As análises mostraram uma relação em forma de U entre o consumo de álcool e o risco de demência: comparando com pessoas que bebiam pouco (menos de 7 drinques por semana), quem não bebia e quem consumia muito (40 ou mais drinques por semana) apresentaram riscos 41% e 51% maiores, respectivamente.

Os pesquisadores também utilizaram um método chamado randomização mendeliana, que analisa dados genéticos de estudos amplos sobre demência, totalizando 2,4 milhões de participantes. Essa abordagem ajuda a avaliar os riscos de forma mais clara, evitando a influência de outros fatores.

Três medidas genéticas relacionadas ao uso de álcool foram usadas como diferentes fontes de dados. Elas abordavam o consumo semanal declarado, o consumo problemático e a dependência de álcool, avaliando como cada um impacta o risco de demência.

Os resultados mostraram que um risco genético maior para qualquer um dos três níveis de consumo estava associado a um aumento no risco de demência. Por exemplo, um consumo adicional de 1 a 3 drinques por semana estava ligado a um aumento de 15% no risco de demência. Também foi observado que o dobro do risco de dependência de álcool aumentava em 16% a probabilidade de desenvolver a doença.

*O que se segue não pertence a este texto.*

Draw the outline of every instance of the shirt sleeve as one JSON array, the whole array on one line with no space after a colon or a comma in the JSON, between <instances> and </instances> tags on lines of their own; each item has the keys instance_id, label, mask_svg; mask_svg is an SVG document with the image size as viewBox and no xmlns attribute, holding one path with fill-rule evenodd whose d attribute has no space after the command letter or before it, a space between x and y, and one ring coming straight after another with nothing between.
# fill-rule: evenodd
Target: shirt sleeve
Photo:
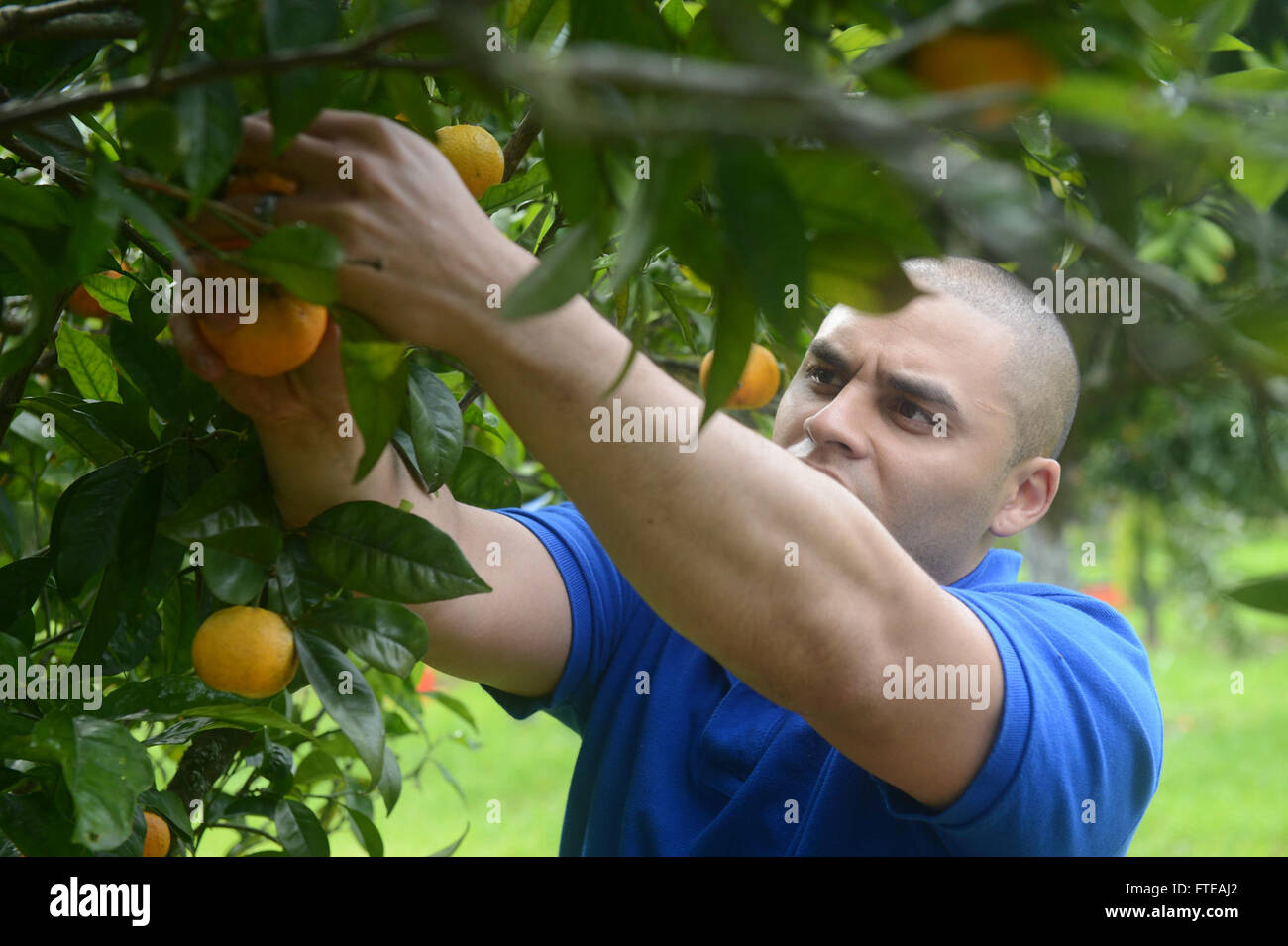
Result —
<instances>
[{"instance_id":1,"label":"shirt sleeve","mask_svg":"<svg viewBox=\"0 0 1288 946\"><path fill-rule=\"evenodd\" d=\"M873 779L894 817L931 826L949 853L1123 855L1163 763L1149 658L1108 605L1024 587L947 588L988 628L1005 678L997 736L966 792L935 812Z\"/></svg>"},{"instance_id":2,"label":"shirt sleeve","mask_svg":"<svg viewBox=\"0 0 1288 946\"><path fill-rule=\"evenodd\" d=\"M581 735L595 689L621 644L627 617L640 597L573 503L545 506L532 512L518 507L496 512L526 525L554 560L568 593L572 642L559 682L545 696L518 696L493 686L480 686L515 719L526 719L545 709Z\"/></svg>"}]
</instances>

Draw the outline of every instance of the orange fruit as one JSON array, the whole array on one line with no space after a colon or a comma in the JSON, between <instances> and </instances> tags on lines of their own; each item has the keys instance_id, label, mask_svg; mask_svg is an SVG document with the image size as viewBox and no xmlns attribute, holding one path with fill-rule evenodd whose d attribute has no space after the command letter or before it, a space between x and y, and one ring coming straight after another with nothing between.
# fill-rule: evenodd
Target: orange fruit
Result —
<instances>
[{"instance_id":1,"label":"orange fruit","mask_svg":"<svg viewBox=\"0 0 1288 946\"><path fill-rule=\"evenodd\" d=\"M224 607L192 638L192 665L211 690L251 700L274 696L295 676L295 636L264 607Z\"/></svg>"},{"instance_id":2,"label":"orange fruit","mask_svg":"<svg viewBox=\"0 0 1288 946\"><path fill-rule=\"evenodd\" d=\"M194 314L197 331L224 364L238 375L277 377L304 364L318 350L326 333L325 305L314 305L260 286L254 322L214 322Z\"/></svg>"},{"instance_id":3,"label":"orange fruit","mask_svg":"<svg viewBox=\"0 0 1288 946\"><path fill-rule=\"evenodd\" d=\"M707 351L702 358L702 367L698 369L698 381L702 382L702 393L707 391L707 377L711 375L711 363L715 360L715 350ZM764 345L752 342L747 363L742 368L742 377L738 386L733 389L729 400L724 407L735 411L755 411L764 407L778 394L778 359L774 353Z\"/></svg>"},{"instance_id":4,"label":"orange fruit","mask_svg":"<svg viewBox=\"0 0 1288 946\"><path fill-rule=\"evenodd\" d=\"M108 270L107 273L100 273L100 275L106 275L108 279L121 278L121 274L117 273L115 269ZM111 318L112 315L112 313L109 313L107 309L99 305L98 300L94 299L94 296L89 295L89 290L86 290L84 286L76 287L76 291L72 293L72 297L67 300L67 308L71 309L76 315L80 315L82 318L106 319Z\"/></svg>"},{"instance_id":5,"label":"orange fruit","mask_svg":"<svg viewBox=\"0 0 1288 946\"><path fill-rule=\"evenodd\" d=\"M151 811L143 812L143 820L148 822L148 833L143 835L143 856L165 857L170 851L170 825Z\"/></svg>"},{"instance_id":6,"label":"orange fruit","mask_svg":"<svg viewBox=\"0 0 1288 946\"><path fill-rule=\"evenodd\" d=\"M912 73L938 91L985 85L1029 85L1043 89L1060 77L1055 63L1024 35L953 30L912 53ZM1010 121L1019 108L999 103L981 109L980 125Z\"/></svg>"},{"instance_id":7,"label":"orange fruit","mask_svg":"<svg viewBox=\"0 0 1288 946\"><path fill-rule=\"evenodd\" d=\"M256 167L242 174L232 174L224 184L224 197L242 197L245 194L294 194L299 190L299 184L289 178L283 178L273 171Z\"/></svg>"},{"instance_id":8,"label":"orange fruit","mask_svg":"<svg viewBox=\"0 0 1288 946\"><path fill-rule=\"evenodd\" d=\"M505 152L480 125L444 125L438 129L438 149L452 162L474 199L505 176Z\"/></svg>"},{"instance_id":9,"label":"orange fruit","mask_svg":"<svg viewBox=\"0 0 1288 946\"><path fill-rule=\"evenodd\" d=\"M260 179L260 184L268 185L270 181ZM241 250L250 241L229 236L213 239L211 243L220 250ZM222 260L211 263L202 274L243 275ZM299 368L322 344L327 326L326 306L305 302L282 291L279 286L263 282L259 284L258 302L255 320L245 324L236 319L211 319L194 313L197 331L224 364L238 375L277 377Z\"/></svg>"}]
</instances>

Entretanto, não foi encontrada uma relação em forma de U entre a ingestão de álcool e a demência. Ou seja, não foram observados efeitos protetores de níveis baixos de consumo. Ao contrário, o risco de demência aumentou de forma constante com o maior consumo previsto geneticamente.

Além disso, as pessoas que desenvolveram demência geralmente beberam menos nos anos que antecederam o diagnóstico. Isso sugere que a diminuição do consumo pode ser resultado de um declínio cognitivo inicial, e não necessariamente um efeito protetor do álcool, como acreditavam alguns estudos anteriores.

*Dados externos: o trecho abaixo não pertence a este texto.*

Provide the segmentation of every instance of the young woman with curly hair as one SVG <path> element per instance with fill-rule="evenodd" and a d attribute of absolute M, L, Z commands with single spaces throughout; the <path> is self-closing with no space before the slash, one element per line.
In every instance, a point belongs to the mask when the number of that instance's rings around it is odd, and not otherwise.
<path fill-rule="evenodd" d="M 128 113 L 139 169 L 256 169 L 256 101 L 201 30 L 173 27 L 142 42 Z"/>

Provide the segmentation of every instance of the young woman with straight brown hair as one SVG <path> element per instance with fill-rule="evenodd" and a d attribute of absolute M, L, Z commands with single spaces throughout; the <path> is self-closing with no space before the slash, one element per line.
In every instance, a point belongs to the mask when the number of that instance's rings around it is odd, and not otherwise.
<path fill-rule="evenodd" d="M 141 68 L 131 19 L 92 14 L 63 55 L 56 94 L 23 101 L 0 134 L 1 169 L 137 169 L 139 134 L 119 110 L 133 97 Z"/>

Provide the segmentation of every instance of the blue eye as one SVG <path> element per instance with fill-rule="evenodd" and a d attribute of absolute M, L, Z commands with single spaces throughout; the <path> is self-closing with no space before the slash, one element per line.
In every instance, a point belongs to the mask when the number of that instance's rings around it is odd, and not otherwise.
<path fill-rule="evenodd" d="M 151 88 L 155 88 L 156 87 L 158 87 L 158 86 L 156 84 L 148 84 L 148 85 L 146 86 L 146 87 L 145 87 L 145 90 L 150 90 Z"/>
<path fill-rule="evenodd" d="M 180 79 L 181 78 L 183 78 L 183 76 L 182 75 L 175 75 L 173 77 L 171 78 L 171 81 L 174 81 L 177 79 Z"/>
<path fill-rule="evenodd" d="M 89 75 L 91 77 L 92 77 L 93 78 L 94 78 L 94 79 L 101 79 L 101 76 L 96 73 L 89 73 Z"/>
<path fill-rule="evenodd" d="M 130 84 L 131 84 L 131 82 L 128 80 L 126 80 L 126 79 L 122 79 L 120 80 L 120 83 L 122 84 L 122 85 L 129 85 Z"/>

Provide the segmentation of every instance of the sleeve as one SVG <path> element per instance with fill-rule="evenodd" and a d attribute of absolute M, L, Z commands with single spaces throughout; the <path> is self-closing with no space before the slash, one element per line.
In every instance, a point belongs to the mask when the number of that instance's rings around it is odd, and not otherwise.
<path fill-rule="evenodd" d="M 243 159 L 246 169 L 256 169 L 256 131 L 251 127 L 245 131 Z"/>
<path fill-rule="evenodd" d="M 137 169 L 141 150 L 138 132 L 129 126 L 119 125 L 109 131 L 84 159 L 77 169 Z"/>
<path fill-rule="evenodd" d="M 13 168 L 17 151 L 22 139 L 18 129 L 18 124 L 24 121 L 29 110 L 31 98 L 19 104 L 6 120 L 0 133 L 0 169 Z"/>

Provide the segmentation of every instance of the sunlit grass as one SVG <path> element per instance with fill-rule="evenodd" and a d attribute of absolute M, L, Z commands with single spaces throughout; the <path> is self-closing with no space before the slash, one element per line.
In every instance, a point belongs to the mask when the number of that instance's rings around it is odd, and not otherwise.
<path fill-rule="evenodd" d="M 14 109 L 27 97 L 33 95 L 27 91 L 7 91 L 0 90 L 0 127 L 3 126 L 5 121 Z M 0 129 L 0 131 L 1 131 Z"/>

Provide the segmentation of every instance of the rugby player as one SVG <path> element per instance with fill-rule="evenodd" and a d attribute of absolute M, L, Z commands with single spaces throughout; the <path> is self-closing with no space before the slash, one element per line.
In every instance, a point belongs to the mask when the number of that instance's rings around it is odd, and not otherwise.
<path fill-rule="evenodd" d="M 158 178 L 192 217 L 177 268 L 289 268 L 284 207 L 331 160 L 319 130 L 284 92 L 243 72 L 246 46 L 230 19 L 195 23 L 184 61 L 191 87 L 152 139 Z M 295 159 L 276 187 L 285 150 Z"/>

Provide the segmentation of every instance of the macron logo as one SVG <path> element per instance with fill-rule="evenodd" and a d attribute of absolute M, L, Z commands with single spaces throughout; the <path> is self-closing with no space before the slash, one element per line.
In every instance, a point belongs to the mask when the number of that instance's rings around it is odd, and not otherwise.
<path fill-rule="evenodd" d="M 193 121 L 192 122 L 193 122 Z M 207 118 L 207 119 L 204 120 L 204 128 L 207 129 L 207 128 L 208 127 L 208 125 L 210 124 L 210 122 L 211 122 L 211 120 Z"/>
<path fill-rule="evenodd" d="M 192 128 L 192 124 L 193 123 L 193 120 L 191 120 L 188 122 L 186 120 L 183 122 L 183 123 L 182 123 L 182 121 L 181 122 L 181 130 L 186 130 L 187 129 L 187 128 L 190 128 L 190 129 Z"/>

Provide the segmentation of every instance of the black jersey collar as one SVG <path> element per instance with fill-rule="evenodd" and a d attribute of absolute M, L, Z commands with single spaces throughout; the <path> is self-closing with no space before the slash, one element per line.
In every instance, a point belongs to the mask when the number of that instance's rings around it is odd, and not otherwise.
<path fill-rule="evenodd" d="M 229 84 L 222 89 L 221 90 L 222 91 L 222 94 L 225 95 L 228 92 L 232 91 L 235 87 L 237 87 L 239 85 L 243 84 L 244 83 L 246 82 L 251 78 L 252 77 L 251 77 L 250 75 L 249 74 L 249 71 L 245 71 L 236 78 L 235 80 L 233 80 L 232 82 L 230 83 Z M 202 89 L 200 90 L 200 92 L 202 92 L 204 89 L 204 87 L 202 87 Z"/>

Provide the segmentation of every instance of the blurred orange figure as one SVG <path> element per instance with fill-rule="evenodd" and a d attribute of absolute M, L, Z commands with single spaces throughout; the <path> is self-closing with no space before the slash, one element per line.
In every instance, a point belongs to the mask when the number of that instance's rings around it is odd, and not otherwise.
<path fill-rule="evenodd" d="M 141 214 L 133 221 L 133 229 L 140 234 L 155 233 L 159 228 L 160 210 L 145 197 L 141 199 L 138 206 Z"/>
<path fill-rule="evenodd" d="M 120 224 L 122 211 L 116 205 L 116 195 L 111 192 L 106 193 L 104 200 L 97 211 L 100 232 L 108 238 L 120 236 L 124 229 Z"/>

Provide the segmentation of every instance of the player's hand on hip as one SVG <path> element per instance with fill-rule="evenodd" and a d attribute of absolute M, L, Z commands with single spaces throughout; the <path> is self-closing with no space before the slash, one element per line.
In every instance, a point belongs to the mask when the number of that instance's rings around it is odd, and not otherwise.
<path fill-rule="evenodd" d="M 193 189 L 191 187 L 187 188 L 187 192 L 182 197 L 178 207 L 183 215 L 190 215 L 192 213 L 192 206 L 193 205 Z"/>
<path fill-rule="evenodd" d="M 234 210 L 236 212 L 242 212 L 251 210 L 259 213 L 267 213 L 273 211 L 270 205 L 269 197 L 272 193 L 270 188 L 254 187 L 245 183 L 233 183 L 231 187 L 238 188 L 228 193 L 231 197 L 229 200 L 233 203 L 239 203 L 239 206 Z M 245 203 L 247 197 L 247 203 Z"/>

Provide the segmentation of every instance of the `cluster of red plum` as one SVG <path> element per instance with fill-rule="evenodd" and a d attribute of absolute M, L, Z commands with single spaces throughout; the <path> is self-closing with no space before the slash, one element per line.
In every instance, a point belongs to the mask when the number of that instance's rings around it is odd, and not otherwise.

Os pesquisadores reconhecem que uma limitação do estudo é que as associações mais fortes foram encontradas em pessoas de origem europeia, devido à quantidade de participantes desse grupo. Eles também mencionam que a randomização mendeliana se baseia em suposições que não podem ser totalmente verificadas.

Mesmo assim, as conclusões da pesquisa questionam a ideia de que baixos níveis de álcool sejam benéficos para a saúde do cérebro. Foi destacado que o consumo de todo tipo de álcool pode trazer efeitos negativos no risco de demência e não há evidências que sustentem a proteção de um consumo moderado.

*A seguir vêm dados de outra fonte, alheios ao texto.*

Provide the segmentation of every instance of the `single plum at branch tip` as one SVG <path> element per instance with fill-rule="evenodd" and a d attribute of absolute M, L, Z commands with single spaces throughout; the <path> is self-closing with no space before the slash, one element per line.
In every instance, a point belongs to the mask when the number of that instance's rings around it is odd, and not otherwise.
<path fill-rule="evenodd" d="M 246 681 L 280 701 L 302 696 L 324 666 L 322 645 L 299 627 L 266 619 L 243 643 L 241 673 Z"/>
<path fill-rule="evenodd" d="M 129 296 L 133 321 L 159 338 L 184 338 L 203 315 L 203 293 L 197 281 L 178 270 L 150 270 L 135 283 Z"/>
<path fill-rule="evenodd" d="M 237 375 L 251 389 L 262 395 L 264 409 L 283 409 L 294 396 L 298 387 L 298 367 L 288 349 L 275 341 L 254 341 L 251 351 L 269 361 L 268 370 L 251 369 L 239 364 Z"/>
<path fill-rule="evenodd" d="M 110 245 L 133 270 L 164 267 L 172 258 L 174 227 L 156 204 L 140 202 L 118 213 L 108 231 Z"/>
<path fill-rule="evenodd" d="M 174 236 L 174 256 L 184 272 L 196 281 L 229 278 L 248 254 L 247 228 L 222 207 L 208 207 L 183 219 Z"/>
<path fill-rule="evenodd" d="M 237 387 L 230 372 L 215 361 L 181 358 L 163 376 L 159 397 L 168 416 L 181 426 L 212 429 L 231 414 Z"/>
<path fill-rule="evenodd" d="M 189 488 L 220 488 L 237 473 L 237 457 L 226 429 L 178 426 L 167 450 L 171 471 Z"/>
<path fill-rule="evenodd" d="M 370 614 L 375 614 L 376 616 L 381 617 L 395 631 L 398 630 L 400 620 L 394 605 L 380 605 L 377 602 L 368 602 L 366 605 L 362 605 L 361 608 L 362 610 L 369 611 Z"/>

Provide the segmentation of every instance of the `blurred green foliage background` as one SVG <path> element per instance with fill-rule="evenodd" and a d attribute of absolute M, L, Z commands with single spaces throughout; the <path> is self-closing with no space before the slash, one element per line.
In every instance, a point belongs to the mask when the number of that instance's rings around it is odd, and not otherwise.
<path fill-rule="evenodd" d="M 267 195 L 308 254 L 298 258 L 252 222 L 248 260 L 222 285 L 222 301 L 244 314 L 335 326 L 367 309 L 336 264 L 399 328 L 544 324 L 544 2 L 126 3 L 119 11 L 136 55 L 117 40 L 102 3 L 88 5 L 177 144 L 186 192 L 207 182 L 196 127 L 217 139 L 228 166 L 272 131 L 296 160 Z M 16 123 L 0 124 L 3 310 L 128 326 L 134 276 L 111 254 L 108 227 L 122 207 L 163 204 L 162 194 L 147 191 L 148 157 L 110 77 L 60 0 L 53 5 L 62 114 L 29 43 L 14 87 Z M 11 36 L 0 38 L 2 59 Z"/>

Os pesquisadores finalizam ressaltando a complexidade em entender a relação entre álcool e demência a partir de dados observacionais, especialmente entre pessoas mais velhas. Eles enfatizam que é importante considerar a causalidade reversa e outros fatores em estudos sobre álcool e demência. Reduzir o consumo de álcool pode ser uma estratégia importante na prevenção da demência.